Train Generative Adversarial Network (GAN) for Sound Synthesis

This example uses:

This example shows how to train and use a generative adversarial network (GAN) to generate sounds.

Introduction

In generative adversarial networks, a generator and a discriminator compete against each other to improve the generation quality.

GANs have generated significant interest in the field of audio and speech processing. Applications include text-to-speech synthesis, voice conversion, and speech enhancement.

This example trains a GAN for unsupervised synthesis of audio waveforms. The GAN in this example generates percussive sounds. The same approach can be followed to generate other types of sound, including speech.

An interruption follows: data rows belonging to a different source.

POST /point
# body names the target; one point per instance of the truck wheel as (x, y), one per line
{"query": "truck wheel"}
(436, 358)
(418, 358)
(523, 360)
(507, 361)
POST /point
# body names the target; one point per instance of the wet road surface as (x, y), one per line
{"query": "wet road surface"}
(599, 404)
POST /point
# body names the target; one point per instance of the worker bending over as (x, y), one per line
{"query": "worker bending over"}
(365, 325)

Synthesize Audio with Pretrained GAN

Before you train a GAN from scratch, use a pretrained GAN generator to synthesize percussive sounds.

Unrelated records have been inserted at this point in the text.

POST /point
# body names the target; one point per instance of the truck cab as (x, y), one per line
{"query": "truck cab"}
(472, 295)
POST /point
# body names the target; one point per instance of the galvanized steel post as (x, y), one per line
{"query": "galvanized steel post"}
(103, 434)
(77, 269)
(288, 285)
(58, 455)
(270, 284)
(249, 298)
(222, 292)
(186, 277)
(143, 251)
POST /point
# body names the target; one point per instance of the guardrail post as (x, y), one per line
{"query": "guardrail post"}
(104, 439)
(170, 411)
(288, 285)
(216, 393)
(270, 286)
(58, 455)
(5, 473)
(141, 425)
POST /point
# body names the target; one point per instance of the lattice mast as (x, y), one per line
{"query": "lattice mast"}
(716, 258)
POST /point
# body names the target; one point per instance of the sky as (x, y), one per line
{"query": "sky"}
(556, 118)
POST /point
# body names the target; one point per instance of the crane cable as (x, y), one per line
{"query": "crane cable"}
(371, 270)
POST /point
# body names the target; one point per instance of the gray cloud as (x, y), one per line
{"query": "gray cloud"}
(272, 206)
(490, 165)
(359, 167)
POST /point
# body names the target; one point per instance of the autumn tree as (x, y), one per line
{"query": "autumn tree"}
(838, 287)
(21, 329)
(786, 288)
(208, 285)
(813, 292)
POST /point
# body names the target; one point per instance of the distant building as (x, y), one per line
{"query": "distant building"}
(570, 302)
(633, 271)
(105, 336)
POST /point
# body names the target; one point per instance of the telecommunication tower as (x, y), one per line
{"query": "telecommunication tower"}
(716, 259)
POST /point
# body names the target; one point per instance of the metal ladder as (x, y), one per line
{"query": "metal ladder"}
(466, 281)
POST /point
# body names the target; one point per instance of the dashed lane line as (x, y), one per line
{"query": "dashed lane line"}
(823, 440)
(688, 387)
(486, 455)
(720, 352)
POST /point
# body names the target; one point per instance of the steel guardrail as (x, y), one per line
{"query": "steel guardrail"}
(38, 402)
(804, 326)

Download the pretrained generator.

loc = matlab.internal.examples.downloadSupportFile("audio","examples/PercussiveSoundGenerator.zip");
unzip(loc,pwd)

The supporting function synthesizePercussiveSound calls a pretrained network to synthesize a percussive sound sampled at 16 kHz. The synthesizePercussiveSound function is included at the end of this example.

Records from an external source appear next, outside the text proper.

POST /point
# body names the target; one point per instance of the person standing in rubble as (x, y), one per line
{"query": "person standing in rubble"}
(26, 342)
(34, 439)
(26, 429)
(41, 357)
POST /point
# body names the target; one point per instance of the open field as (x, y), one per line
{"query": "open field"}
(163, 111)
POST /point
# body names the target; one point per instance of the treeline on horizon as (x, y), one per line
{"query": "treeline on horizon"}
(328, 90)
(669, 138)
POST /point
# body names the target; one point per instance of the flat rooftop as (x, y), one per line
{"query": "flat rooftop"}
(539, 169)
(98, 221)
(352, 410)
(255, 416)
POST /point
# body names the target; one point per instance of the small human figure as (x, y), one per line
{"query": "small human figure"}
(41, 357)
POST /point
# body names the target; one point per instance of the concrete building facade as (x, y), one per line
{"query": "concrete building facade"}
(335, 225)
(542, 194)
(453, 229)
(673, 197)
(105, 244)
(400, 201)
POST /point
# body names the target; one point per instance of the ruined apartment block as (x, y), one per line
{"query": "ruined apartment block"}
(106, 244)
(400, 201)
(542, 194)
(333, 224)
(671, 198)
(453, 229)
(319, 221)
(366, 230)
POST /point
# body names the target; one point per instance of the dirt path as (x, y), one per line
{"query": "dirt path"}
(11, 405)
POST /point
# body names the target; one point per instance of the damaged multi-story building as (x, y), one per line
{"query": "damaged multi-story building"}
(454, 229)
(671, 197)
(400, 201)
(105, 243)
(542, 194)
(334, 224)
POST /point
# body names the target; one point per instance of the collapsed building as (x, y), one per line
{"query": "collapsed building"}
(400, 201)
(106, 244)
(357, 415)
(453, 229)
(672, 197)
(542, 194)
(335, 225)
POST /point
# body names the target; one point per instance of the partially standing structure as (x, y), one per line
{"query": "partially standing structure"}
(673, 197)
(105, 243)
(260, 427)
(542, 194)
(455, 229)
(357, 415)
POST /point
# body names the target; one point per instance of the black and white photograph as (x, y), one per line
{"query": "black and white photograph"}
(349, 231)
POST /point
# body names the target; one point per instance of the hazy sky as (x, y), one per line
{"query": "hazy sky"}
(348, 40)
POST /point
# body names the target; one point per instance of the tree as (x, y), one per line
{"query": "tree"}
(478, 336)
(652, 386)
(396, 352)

Synthesize a percussive sound and listen to it.

synthsound = synthesizePercussiveSound();

fs = 16e3;
sound(synthsound,fs)

Plot the synthesized percussive sound.

t = (0:length(synthsound)-1)/fs;
plot(t,synthsound)
grid on
xlabel("Time (s)")
title("Synthesized Percussive Sound")
axis tight

You can use the percussive sounds synthesizer with other audio effects to create more complex applications. For example, you can apply reverberation to the synthesized percussive sounds.

Create a reverberator (Audio Toolbox) object and open its parameter tuner UI. This UI enables you to tune the reverberator parameters as the simulation runs.

reverb = reverberator(SampleRate=fs,HighCutFrequency=12e3);
parameterTuner(reverb);

Create a timescope (DSP System Toolbox) object to visualize the percussive sounds.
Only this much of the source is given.